PaperDB

Faceted decomposition and embedding pipeline for structured research-paper retrieval. Ingests CS/ML papers from arXiv + Semantic Scholar, decomposes them into a fixed set of orthogonal facets via LLM extraction, and stores the result in PostgreSQL + pgvector with HNSW indexes on per-facet embeddings. Supports composable multi-axis queries that single-vector embedding search cannot express.

Status

Course project for NYU CDS Data Engineering, Spring 2026. See paperdb_proposal.pdf for the full design.

Architecture at a glance

arXiv + S2 + PDFs ──▶ staging_papers ──▶ classify(archetype)
                                    │
                                    ▼
                              extract facets (universal + archetype-specific)
                                    │
                                    ▼
                              embed per-facet text
                                    │
                                    ▼
                              load into papers + extension table
                                    │
                                    ▼
                              composable_search() / FastAPI / CLI

Universal facets live on the papers core table; archetype-specific facets live on one of empirical_ml_facets, theory_facets, systems_facets, dataset_facets. Each paper has exactly one extension row, determined by its primary archetype. See docs/architecture.md and docs/archetypes.md.

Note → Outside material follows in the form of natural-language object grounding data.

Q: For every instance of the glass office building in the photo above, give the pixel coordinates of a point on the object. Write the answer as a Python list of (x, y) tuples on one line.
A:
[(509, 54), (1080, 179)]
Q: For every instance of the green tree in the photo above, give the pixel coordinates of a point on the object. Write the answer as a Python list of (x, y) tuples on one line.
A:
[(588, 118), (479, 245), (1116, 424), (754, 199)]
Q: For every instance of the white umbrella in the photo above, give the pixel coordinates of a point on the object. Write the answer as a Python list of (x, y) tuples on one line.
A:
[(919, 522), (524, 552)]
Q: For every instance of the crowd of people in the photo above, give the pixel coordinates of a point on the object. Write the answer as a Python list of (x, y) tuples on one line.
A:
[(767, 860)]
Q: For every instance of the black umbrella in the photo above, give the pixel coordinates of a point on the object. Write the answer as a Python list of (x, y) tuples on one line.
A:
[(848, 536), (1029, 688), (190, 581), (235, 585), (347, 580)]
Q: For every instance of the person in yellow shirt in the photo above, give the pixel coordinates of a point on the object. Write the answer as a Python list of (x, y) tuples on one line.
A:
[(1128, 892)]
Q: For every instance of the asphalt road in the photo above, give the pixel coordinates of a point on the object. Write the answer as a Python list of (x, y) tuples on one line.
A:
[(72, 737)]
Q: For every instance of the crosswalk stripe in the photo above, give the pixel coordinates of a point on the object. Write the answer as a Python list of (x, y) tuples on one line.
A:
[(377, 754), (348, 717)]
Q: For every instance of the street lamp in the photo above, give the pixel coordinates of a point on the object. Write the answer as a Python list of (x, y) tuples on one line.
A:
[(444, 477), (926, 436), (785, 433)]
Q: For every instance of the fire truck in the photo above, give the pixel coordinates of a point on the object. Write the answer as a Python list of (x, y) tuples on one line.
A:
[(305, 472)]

Why per-facet embeddings (the load-bearing design choice)

Existing paper-search systems take one of two approaches:

Keyword search (Google Scholar, PubMed) is brittle to paraphrasing — "transformer-based machine translation" and "encoder-decoder attention model for MT" miss each other entirely.
Single-vector embeddings (SPECTER, OpenAlex) embed the entire abstract into one vector. That vector is a blurry average of method, domain, theory, and compute — so a paper about transformers for vision and transformers for NLP land near each other because both contain "transformer," even though only one matches if your query is "vision."

PaperDB instead embeds each facet separately, into its own vector column with its own HNSW index:

method_summary_embedding lives in a space where similarity ≈ "same method"
datasets_embedding lives in a space where similarity ≈ "same evaluation data"
problem_statement_embedding captures problem similarity
proof_technique_embedding captures how a theorem is proved, separately from what is proved (main_result_embedding)
...and so on for every facet listed in docs/archetypes.md

This is what unlocks the proposal's headline query — "same method as paper X, but applied to a different domain":

from paperdb.query import FacetQuery, StructuredFilter, composable_search
from paperdb.models import Archetype

results = composable_search(
    queries=[
        FacetQuery(facet="method_summary", query_paper_id=X, weight=2.0),
    ],
    filt=StructuredFilter(
        archetype=Archetype.EMPIRICAL_ML,
        domain_any=["bio"],   # explicitly *not* X's domain
    ),
    k=20,
)

A single-vector index physically cannot separate those two axes — you would be searching one blurry blob and hoping. The lift this buys over the single-vector baseline is exactly what paperdb eval-retrieval measures.

Capability matrix

Capability	Keyword (BM25)	Single-vector (SPECTER)	PaperDB per-facet
Find papers about transformers	✓	✓	✓
Find papers about transformers in vision	brittle	✓ (blurry)	✓ (precise)
Same method as paper X, different domain	✗	✗	✓
Theory papers using PAC-Bayes proofs	partial	✗	✓ (`proof_technique_embedding` + filter)
Combine vector similarity with `WHERE year > 2022`	✗	✗ (separate index)	✓ (one SQL query)
Sub-100ms latency at 100k papers	✓	✓	✓ (HNSW per facet)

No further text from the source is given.